Decided: March 04, 2015

Before ARMSTRONG, Presiding Judge, and NAKAMOTO, Judge, and EGAN, Judge. Peter Gartlan, Chief Defender, and Morgen E. Daniels, Deputy Public Defender, Office of Public Defense Services, filed the brief for appellant. Ellen F. Rosenblum, Attorney General, Anna M. Joyce, Solicitor General, and Jamie K. Contreras, Assistant Attorney–in–Charge, filed the brief for respondent.

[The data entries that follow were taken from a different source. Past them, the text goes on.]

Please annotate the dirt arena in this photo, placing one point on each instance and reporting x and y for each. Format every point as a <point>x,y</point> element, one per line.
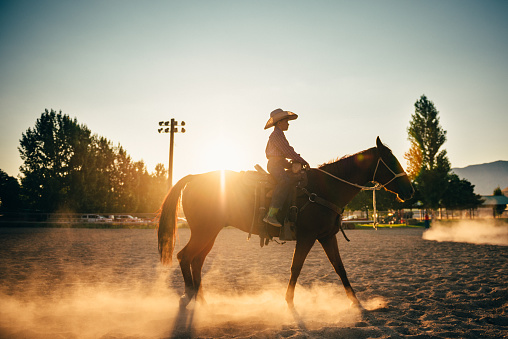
<point>82,283</point>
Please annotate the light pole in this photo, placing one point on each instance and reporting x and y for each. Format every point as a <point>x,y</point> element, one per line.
<point>171,128</point>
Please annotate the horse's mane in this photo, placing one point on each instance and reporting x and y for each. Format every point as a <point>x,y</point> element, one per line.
<point>347,161</point>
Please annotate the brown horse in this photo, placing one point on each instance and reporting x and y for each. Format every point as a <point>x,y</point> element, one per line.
<point>214,200</point>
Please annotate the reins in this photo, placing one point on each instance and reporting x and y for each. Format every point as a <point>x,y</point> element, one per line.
<point>314,198</point>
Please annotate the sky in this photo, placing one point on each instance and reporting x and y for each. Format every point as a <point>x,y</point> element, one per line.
<point>351,70</point>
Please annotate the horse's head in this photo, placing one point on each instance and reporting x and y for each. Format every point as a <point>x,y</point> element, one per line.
<point>390,173</point>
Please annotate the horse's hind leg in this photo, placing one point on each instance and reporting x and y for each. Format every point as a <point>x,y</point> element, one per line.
<point>188,256</point>
<point>302,249</point>
<point>332,251</point>
<point>196,266</point>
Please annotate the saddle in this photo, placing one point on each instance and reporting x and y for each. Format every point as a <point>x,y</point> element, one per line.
<point>264,184</point>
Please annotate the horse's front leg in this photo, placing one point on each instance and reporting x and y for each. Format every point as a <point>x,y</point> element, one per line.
<point>332,251</point>
<point>301,250</point>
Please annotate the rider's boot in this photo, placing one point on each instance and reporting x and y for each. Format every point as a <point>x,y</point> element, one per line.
<point>271,217</point>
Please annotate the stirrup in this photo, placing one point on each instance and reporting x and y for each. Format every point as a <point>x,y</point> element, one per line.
<point>272,221</point>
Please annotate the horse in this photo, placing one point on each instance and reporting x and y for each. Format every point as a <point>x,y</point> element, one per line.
<point>217,199</point>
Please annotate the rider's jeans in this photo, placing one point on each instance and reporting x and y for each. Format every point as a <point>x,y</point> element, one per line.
<point>276,167</point>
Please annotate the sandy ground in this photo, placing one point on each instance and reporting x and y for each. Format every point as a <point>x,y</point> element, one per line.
<point>78,283</point>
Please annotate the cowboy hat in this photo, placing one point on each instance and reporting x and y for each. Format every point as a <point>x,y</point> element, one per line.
<point>278,115</point>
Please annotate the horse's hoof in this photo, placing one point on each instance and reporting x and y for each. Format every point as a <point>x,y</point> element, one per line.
<point>356,304</point>
<point>184,301</point>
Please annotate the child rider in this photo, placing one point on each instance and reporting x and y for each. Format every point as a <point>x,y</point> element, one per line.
<point>278,151</point>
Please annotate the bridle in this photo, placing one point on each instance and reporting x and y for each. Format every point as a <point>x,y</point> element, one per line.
<point>377,185</point>
<point>314,198</point>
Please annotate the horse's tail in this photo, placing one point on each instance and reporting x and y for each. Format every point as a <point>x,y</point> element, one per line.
<point>168,220</point>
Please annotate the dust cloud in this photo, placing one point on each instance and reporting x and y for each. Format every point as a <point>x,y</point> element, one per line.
<point>132,310</point>
<point>488,232</point>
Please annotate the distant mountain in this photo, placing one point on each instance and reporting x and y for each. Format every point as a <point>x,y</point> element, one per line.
<point>485,177</point>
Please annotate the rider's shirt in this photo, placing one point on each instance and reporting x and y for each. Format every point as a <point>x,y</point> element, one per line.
<point>278,146</point>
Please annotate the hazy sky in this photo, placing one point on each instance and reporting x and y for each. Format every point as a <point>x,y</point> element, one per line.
<point>352,70</point>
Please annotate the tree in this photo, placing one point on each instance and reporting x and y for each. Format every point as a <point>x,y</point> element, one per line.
<point>9,193</point>
<point>414,159</point>
<point>424,130</point>
<point>498,209</point>
<point>425,134</point>
<point>66,168</point>
<point>49,153</point>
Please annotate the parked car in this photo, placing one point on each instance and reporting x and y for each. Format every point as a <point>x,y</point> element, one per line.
<point>126,218</point>
<point>94,218</point>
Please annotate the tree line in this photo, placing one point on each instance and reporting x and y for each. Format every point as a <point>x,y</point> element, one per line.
<point>67,168</point>
<point>428,168</point>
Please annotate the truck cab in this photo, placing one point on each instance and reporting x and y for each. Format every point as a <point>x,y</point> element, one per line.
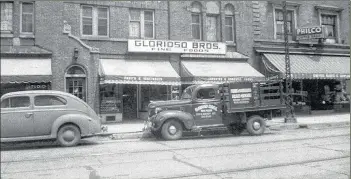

Defendant was convicted of assault in the second degree, ORS 163.175, and sentenced to 70 months' incarceration and 36 months' post-prison supervision. He first contends that the trial court erred in convicting him of the assault “absent evidence sufficient to prove that defendant acted with an awareness that his conduct would cause serious physical injury,” contending that the Supreme Court's contrary interpretation of ORS 163.175 in State v. Barnes, 329 Or 327, 338, 986 P.2d 1160 (1999), is incorrect. We reject that assignment of error without discussion. He next contends that the trial court plainly erred in imposing $1,600 in court-appointed attorney fees because the trial court “did not find (and could not have found) that defendant was or might be able to pay the court-appointed attorney fees given his incarceration and the other potential limitations on his ability to earn income in prison or upon release.”1 The state concedes that the record lacks evidence that defendant “is or may be able to pay” the attorney fees, see ORS 161.665(4) ( “The court may not sentence a defendant to pay costs under this section unless the defendant is or may be able to pay them.”), and that that portion of the judgment should be reversed. We agree and accept the state's concession of error. State v. Coverstone, 260 Or.App. 714, 320 P3d 670 (2014) (holding that the imposition of court-appointed attorney fees is plain error where the record is silent as to the defendant's ability to pay the fees ordered). We also agree that, for the reasons stated in State v. Martinez–Tapia, 266 Or.App. 217, 337 P3d 873 (2014), it is appropriate for us to exercise our discretion to correct the error in this case. See, e.g., Martinez–Tapia, 266 Or.App. at 218–19 (reversing as plain error portion of judgment ordering the defendant to pay $1,600 in attorney fees where the record reflected his inability to pay the fees and the defendant was indigent, sentenced to 70 months' incarceration). Accordingly, we reverse that portion of the judgment.

Portion of judgment requiring defendant to pay attorney fees reversed; otherwise affirmed.


1.  Defendant was under the jurisdiction of the Psychiatric Security Review Board and living at the Oregon State Hospital at the time of his offense.